About:
I’m a PhD Candidate in
Biomedical Informatics at Stanford University
and on a leave of absence from the MD program at the University of New Mexico
School of Medicine. I completed an interdisciplinary BA in Mathematics,
Statistics, and Physical, Natural & Social Sciences with minors in Navajo
Language & Linguistics and Chicana & Chicano Studies in 2015. I was a
Visiting Student
in the Dept. of Economics at Harvard 2015-2017. In 2018, I was a
fellow
at the Washington University School of Medicine Mallinckrodt Institute of
Radiology.
Research:
Variation in human sex physiology is essential to consider in all biomedical
research, but there are no variables or methods to construct variables that
faithfully represent sex physiology. Most researchers use assigned sex at
birth (ASAB), which is a binary, legal record of the gross morphology of a
neonate’s genitalia and it is assigned despite any
differences of sexual development (DSD)
that alter morphology or physiology. ASAB
does not capture inherent
variation in the gene regulatory networks, acquired pathology, environmental
exposures, and medical interventions that alter sex physiology over the course
of trans*, cisgender, and people with DSD’s lives alike.
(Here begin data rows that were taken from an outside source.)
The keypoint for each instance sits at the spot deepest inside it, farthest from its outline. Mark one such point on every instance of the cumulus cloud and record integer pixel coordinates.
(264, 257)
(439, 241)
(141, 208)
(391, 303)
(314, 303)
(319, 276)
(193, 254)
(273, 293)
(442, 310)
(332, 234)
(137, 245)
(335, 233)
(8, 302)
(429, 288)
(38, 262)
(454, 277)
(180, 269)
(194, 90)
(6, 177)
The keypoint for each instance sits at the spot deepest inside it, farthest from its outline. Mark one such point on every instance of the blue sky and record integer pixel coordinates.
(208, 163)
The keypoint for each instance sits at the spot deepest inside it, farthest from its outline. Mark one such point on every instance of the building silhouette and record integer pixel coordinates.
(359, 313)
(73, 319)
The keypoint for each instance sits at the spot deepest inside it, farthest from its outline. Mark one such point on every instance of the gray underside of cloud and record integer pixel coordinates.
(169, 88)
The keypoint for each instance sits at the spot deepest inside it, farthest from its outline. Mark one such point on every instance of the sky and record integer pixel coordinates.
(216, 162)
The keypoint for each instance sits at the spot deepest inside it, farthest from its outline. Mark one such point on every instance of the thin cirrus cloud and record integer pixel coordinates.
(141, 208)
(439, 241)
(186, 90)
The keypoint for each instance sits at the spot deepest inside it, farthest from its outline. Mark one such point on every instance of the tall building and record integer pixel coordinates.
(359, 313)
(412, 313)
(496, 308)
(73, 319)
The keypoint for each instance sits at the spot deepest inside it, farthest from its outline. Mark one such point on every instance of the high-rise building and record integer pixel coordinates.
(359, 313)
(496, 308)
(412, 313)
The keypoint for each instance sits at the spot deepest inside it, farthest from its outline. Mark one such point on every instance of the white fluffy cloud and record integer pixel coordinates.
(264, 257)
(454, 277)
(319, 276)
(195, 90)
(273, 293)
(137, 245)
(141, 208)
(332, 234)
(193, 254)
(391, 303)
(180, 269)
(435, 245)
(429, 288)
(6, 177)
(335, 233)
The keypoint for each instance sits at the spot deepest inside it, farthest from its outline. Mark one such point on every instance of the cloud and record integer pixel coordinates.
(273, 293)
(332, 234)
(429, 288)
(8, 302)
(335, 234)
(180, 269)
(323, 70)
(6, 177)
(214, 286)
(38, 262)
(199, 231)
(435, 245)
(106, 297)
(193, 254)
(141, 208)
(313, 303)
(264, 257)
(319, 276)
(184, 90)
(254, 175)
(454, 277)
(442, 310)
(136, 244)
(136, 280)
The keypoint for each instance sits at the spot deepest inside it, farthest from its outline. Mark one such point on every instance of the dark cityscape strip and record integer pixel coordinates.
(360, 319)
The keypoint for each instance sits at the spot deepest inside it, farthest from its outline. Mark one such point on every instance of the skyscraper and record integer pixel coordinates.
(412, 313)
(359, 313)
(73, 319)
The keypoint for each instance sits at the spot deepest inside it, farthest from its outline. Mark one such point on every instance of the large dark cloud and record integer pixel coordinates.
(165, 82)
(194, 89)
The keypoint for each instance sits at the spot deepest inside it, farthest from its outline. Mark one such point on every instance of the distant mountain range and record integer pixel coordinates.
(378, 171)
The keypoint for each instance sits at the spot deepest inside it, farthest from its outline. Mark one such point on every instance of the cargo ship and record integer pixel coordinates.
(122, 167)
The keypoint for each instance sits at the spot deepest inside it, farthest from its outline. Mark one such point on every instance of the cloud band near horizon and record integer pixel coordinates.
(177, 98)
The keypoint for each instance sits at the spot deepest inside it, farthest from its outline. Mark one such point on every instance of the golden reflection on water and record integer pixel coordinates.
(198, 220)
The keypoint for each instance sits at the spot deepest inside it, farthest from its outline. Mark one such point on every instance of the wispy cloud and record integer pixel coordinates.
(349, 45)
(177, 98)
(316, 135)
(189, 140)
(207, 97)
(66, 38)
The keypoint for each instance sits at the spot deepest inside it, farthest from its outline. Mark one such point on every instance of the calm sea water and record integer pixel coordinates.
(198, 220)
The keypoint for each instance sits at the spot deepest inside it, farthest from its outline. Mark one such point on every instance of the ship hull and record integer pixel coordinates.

I study machine learning methods to construct a representation of human sex
physiology that can be used in place of ASAB in clinical informatics research.
This variable is constructed using only objective, observable, routine
laboratory tests and biomarkers present in existing electronic health records.
In particular, I research auto-encoder algorithms in multi-task settings,
probabilistic graph models, variational inference, and meta-learning networks.
Previously, I worked on
CV methods
to isolate and featurize autofluorescent signals in megapixel resolution,
multiplexed immunofluorescence experiments, multi-class segmentation of
intercranial tumors, characterization of provider-patient emails with
NLP methods
, and disparity in provision of health services and insurance.